Şimdi, bu değişken dengenin devrildiğine dair somut bir his var. Mayıs ayında güneyde yapılan seçimler aşırı milliyetçiler için kazanımlarla sonuçlanırken, denizaltı hidrokarbonlarının mülkiyeti konusundaki artan tartışma güvensizliği derinleştiriyor. Kuzey Kıbrıs'ta Erdoğan'ın artan nüfuzuna karşı çıkanlar bile, Erdoğan'ın müdahalelerinin suçunun yükünün, güneyde olduğunu söylüyor.


Toros: Güneyin tutumu Türkiye’ye bağımlılığı artırıyor

Erdoğan’ın parlamentodaki konuşmasını boykot edenlerden CTP Milletvekili Fikri Toros, “Anastasiades, siyasi çatışmayı bir kenara koymayı, Türkiye'nin ve Kıbrıslı Türklerin deniz bölgelerindeki haklarını görmezden gelmeyi ve tüm hidrokarbon lisans ve ortaklık anlaşmalarını tekelleştirmeyi seçti.

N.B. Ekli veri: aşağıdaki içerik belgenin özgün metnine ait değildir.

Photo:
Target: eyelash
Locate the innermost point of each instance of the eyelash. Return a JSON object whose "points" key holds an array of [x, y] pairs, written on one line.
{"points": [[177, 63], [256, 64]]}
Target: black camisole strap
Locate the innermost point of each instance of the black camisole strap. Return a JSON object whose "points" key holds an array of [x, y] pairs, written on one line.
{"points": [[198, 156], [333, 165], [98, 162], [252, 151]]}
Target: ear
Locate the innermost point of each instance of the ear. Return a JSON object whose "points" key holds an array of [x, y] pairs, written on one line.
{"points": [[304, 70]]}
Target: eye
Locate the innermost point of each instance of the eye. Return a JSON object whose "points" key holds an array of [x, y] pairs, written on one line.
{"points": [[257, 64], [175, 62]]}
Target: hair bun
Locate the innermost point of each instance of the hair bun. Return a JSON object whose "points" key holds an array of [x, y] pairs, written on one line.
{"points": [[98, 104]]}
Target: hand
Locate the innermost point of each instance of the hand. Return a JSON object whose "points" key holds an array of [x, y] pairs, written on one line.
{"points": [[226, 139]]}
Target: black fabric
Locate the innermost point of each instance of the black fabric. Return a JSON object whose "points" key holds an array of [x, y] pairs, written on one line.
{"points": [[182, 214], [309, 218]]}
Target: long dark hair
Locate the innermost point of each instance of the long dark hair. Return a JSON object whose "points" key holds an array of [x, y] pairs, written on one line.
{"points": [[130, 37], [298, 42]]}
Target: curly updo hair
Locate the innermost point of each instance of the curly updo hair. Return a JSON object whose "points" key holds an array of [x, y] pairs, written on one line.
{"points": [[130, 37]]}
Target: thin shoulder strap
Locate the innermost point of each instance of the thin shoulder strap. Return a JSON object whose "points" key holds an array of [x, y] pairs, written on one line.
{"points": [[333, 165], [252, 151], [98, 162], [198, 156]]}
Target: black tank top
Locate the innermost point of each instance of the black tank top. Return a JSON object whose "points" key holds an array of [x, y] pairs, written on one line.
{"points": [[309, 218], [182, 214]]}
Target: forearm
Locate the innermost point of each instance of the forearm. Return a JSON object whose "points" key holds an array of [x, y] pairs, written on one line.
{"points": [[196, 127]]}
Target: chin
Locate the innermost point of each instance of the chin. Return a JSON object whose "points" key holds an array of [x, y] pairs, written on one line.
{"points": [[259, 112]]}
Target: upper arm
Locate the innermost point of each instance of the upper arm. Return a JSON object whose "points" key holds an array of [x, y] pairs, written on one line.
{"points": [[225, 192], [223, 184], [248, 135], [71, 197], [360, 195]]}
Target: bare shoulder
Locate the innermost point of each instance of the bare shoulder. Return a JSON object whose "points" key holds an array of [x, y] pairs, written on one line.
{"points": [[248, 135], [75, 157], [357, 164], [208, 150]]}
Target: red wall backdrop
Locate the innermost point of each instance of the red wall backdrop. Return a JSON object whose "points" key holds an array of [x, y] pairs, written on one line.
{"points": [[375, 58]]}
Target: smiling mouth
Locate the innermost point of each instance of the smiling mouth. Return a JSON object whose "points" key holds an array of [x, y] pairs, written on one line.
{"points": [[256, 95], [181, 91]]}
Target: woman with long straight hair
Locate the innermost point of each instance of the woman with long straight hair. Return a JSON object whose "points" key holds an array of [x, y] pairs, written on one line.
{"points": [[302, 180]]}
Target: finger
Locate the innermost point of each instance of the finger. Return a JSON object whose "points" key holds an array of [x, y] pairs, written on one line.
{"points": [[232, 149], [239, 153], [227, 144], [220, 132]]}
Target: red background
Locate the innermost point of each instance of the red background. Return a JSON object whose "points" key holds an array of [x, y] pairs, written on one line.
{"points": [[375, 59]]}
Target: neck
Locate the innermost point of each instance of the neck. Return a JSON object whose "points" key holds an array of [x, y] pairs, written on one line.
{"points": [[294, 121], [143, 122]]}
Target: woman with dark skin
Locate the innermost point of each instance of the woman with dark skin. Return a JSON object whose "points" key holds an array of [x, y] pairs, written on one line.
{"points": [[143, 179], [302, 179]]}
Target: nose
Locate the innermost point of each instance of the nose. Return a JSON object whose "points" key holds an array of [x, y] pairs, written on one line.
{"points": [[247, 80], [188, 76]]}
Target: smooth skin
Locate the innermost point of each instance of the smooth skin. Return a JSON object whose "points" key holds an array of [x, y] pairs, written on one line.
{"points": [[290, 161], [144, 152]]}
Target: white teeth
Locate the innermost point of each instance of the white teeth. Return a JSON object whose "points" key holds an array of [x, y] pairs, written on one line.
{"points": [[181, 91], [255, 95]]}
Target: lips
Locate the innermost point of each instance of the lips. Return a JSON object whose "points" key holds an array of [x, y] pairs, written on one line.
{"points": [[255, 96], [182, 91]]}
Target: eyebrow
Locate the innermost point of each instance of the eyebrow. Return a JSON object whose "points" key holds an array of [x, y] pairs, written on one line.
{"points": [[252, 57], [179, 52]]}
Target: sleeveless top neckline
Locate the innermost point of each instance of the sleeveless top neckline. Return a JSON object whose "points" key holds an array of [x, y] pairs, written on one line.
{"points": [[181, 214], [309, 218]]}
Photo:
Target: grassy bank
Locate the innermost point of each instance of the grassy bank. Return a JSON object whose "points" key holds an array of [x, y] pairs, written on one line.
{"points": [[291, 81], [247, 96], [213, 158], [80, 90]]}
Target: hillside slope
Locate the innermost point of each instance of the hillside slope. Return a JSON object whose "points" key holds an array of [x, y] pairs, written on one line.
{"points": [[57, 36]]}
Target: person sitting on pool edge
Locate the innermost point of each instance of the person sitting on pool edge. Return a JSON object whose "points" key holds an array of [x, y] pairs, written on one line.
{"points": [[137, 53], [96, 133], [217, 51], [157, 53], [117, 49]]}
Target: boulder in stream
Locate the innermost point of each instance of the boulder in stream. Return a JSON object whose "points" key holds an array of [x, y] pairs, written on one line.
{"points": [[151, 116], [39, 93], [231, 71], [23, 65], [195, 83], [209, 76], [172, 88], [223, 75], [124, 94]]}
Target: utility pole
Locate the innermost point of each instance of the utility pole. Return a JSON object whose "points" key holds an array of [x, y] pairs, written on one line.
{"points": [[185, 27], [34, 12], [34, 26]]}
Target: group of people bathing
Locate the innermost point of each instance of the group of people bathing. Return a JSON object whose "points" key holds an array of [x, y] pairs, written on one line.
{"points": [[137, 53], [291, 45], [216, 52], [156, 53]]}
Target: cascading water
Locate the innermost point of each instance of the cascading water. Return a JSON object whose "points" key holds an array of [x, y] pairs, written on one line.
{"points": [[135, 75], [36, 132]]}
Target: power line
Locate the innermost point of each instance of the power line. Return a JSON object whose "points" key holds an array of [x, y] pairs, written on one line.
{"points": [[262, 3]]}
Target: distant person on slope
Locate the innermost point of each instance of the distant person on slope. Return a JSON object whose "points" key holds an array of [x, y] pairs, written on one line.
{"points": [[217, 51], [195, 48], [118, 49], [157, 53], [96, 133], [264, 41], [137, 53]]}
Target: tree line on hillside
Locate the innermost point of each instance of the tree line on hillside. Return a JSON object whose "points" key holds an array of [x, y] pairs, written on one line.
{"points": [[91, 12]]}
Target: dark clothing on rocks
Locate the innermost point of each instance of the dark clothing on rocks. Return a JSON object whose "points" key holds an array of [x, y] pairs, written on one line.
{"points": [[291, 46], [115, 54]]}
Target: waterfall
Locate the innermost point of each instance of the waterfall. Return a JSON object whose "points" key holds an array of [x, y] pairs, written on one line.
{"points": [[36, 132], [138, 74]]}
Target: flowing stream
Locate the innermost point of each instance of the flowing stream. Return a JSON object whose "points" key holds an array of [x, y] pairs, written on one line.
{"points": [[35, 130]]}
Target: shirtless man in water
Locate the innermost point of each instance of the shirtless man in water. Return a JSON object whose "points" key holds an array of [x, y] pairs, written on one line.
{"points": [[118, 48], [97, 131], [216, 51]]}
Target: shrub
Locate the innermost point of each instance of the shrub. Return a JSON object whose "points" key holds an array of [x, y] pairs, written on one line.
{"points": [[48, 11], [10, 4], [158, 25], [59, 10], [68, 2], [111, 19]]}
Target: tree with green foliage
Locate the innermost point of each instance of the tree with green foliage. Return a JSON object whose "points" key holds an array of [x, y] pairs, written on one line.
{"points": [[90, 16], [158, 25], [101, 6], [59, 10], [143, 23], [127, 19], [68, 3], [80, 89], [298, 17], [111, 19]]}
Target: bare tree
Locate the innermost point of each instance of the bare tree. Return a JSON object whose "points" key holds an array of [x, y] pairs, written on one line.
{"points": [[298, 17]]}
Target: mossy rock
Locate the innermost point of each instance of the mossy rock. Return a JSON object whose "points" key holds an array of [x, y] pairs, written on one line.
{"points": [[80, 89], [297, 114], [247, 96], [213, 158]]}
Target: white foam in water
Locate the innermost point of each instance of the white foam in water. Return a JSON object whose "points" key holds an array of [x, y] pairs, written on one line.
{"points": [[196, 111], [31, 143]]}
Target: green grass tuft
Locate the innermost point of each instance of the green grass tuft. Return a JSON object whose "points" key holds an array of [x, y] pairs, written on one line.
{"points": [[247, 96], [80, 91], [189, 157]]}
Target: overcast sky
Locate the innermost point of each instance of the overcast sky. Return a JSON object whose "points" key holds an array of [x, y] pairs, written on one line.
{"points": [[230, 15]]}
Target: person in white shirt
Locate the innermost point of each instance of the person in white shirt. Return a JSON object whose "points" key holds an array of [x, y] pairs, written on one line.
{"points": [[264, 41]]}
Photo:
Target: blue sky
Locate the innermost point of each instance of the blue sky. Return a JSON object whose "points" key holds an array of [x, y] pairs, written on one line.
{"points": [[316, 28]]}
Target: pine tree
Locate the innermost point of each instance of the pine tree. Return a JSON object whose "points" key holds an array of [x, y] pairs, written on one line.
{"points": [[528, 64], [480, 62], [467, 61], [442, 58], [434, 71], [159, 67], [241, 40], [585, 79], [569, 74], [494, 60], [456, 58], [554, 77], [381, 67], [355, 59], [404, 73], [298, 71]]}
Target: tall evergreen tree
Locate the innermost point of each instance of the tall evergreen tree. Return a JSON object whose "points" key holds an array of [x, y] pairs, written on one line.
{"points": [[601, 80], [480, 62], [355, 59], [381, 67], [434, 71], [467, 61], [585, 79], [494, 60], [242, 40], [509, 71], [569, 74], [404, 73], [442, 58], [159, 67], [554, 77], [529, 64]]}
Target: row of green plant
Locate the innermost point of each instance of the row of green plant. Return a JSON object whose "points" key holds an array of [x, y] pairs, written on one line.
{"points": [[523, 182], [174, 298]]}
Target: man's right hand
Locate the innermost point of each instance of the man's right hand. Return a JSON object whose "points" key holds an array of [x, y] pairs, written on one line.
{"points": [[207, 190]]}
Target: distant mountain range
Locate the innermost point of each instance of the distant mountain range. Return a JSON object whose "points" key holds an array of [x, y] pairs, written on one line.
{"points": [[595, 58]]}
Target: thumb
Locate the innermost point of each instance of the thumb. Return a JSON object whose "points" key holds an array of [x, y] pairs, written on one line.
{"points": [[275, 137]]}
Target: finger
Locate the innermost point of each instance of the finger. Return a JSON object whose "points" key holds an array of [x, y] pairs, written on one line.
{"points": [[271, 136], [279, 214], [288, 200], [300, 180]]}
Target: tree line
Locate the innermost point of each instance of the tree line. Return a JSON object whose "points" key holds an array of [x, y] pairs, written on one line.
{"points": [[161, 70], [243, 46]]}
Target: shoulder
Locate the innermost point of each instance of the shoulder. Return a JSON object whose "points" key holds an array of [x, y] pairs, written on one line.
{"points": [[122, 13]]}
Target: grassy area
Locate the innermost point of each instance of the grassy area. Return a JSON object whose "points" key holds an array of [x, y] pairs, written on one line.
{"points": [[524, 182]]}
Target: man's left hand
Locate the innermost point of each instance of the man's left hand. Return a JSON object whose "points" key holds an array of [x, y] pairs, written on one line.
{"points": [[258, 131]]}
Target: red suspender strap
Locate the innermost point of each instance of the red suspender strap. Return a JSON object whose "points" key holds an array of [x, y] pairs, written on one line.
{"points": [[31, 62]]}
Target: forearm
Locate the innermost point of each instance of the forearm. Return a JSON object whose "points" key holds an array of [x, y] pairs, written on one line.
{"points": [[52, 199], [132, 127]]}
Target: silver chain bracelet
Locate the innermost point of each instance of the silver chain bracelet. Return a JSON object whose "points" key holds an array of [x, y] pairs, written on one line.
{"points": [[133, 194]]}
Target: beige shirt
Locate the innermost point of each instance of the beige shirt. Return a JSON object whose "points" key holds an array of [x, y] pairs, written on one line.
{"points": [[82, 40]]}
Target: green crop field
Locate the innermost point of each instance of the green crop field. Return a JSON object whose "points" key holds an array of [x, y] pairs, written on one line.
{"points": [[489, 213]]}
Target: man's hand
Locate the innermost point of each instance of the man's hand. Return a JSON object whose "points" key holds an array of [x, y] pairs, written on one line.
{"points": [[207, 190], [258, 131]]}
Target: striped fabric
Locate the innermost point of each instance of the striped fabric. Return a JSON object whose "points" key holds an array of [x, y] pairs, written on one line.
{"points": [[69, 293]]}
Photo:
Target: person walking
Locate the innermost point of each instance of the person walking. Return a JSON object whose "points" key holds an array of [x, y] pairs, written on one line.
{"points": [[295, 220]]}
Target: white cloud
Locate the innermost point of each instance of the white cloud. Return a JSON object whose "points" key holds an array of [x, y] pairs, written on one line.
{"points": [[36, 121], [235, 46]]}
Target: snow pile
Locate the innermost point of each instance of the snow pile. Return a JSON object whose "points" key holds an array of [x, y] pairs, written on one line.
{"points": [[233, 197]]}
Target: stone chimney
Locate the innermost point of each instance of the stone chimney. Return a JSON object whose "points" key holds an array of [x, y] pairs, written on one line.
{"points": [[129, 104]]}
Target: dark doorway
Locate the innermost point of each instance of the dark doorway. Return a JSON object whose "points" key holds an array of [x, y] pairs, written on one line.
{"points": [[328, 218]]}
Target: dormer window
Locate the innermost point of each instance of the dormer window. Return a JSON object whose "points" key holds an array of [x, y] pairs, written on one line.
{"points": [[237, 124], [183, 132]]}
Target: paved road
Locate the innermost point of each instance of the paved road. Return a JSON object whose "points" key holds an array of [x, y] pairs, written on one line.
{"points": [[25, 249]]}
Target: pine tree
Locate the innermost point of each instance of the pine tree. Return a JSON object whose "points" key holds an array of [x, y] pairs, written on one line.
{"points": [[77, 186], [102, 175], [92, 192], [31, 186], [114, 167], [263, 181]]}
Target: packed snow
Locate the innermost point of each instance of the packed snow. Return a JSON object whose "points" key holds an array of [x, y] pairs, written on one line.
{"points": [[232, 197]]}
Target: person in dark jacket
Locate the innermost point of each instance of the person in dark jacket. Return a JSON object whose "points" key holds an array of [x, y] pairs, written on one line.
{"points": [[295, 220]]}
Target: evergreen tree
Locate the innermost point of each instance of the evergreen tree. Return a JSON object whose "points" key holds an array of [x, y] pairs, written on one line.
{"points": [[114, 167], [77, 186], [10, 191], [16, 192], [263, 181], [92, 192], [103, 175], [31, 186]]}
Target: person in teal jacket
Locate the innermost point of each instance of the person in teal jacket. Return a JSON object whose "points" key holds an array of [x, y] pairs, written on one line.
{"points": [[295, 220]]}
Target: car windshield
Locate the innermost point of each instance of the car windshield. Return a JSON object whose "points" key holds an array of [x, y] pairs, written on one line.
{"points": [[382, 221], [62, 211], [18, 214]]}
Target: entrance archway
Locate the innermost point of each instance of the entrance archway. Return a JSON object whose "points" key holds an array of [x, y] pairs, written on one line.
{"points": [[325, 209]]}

Kıbrıslı Rumların Kıbrıslı Türkler üzerindeki uzun süredir devam eden izolasyonist politikaları ve AB hukukundan dışlanma, Türkiye'ye bağımlılığı artırmaya devam ediyor” dedi.

Denktaş, Türkiye'nin etkisini dizginlemek ve yeniden birleşme umutlarını canlı tutmak amacıyla Ekim’deki cumhurbaşkanlığı seçimlerinde Tatar'a karşı yarıştı. Denktaş kendini, Tatar'ın seçim kampanyasına para ve insan akıtan Ankara'nın gücü karşısında buldu.

Ekimdeki seçimde, aralarında Mustafa Akıncı’nın da bulunduğu muhalif adaylar, Türk istihbaratından görevlilerin kendilerini ziyaretleri de dahil olmak üzere geri çekilmeleri için baskı altında tutulduklarını söylüyor.

Denktaş, “Türkiye'ye hayran olarak büyüdüm. Hiçbir Türk'ü eleştiremedim. Ben siyasete girip eleştirmeye başlayınca babam kızardı” dedi.

Serdar Denktaş, “Eğer Türkiye’nin geleceği parlaksa, biz de daha iyi bir geleceğe sahip olacağız ancak ama savunmasız olduğumuzu hissediyorum. Kendimiz için karar verme gücümüz yok. Tüm dünyadan saygı eksikliği hissediyoruz. Aynısı Türkiye'den gelince de kalbimiz kırılıyor” diye konuştu.